The sport of Mixed Martial Arts is undergoing a tremendous rise in popularity. This rise forces us to consider its place in modern society and the values attached to it.
Mixed Martial Arts is one of the most destructive sports known to man and until recently was banned from the city of New York. Its opponents have labelled it ‘immoral’ and ‘barbaric.’ Arizona Senator John McCain famously stated that it was nothing more than “human cockfighting.” Yet, despite the apparent repugnance, mixed martial arts has become the fastest growing sport in the world.
Combat is an ancient art that existed primarily for the purposes of war. Over time it has taken on a more recreational role as weapons and technology rendered hand to hand largely absolute. It has since evolved into a multi-billion dollar sports industry, with its greatest and most commonly known champion being the Ultimate Fighting Championship (UFC).
The UFC was conceived to answer the age-old question of which martial art would reign supreme. It started off with very few rules and was guided by the raw urge to find out who was the strongest. It was only after it was bought by the Fertitta brothers that the sport cleaned up and became the razzle-dazzle show it is today. Its rapid rise poses important questions for modern society. What is this sport’s place in society? How do we reconcile its violent nature with today’s world?
Staged in an enclosed cage the shape of an octagon, the sport is a battle for dominance between two men. It starts off with the stare and usually finishes with blood. Every fighter stands alone, and each one has dedicated their life to perfecting their technique. Most fighters suffer horrendous injuries at some point during their career. A Canadian study suggests that fighters succumb to traumatic brain injury in a third of professional rounds. This has led to calls to criminalize the sport, both France and Norway have banned the sport completely. Many perceive it as uncivil and far too dangerous. However, few feel similarly about American football, which also has high rates of injury.

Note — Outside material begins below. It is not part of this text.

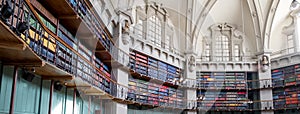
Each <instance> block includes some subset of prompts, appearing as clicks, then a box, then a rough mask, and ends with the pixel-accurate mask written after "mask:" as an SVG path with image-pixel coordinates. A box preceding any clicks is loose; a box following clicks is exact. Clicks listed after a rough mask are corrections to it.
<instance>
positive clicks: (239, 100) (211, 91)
mask: <svg viewBox="0 0 300 114" xmlns="http://www.w3.org/2000/svg"><path fill="white" fill-rule="evenodd" d="M196 79H197V85H198V86H199V88H200V89H198V90H197V99H198V103H197V106H198V107H199V108H200V109H213V110H228V109H230V110H245V109H247V108H248V103H247V102H246V101H247V100H248V91H247V90H246V88H247V84H246V74H245V73H241V72H196Z"/></svg>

Fighting and violence have always existed as part of human life. Every child has dreamed of becoming the strongest. It is one of the most natural urges to want to fight, our primal physiological instinct being the fight or flight response. For a long period of history this urge was integrated as a custom through the tradition of dueling. Dueling lasted as late as the 19th century and was an extremely popular way of resolving conflict among the upper class. However, over time we have come to demonize it and have sought to eradicate it by calling it inhumane. Yet, the rise of MMA demonstrates that many people still have a strong urge to fight and to witness fighting, revealing that fighting remains part of the fabric of our lives. As we turn ourselves away from nature and seek solace in technology, opting for the comfort of our phones and digital life, we abandon our senses and the animal in each of us. It is for this reason that cage fighting becomes so alluring to us, because it speaks to our senses and talks of a distant past, it murmurs of who we once were and wakes the ape that lingers in our blood. White Fang, the classic novel by Jack London, the dog who feels like a wolf, is the story of us all, teaching us that “one cannot violate the promptings of one’s nature without having that nature recoil upon itself.” While many other sports attempt to distance and cover up injury risks, such as when the NFL was accused by a congressional report of pulling funding on concussion research, MMA accepts the risks that it places on its participants. MMA acknowledges the danger of the sport and embraces its primordial purity. In this truth, spectators find something real and raw.
Dana White, the CEO of the UFC, once stated that if “you put two guys in the octagon and have them fight, that crosses language barriers, ethnic barriers, everything.” What we should see and take notice of is not the oozing brutality but the pummeling of boundaries. Its skeptics only see the surface and refuse to take a closer look, but MMA is a modern sport. It is a sport which is part of our shared humanity—it is our story. And, like any good story, it is marked by a few scars.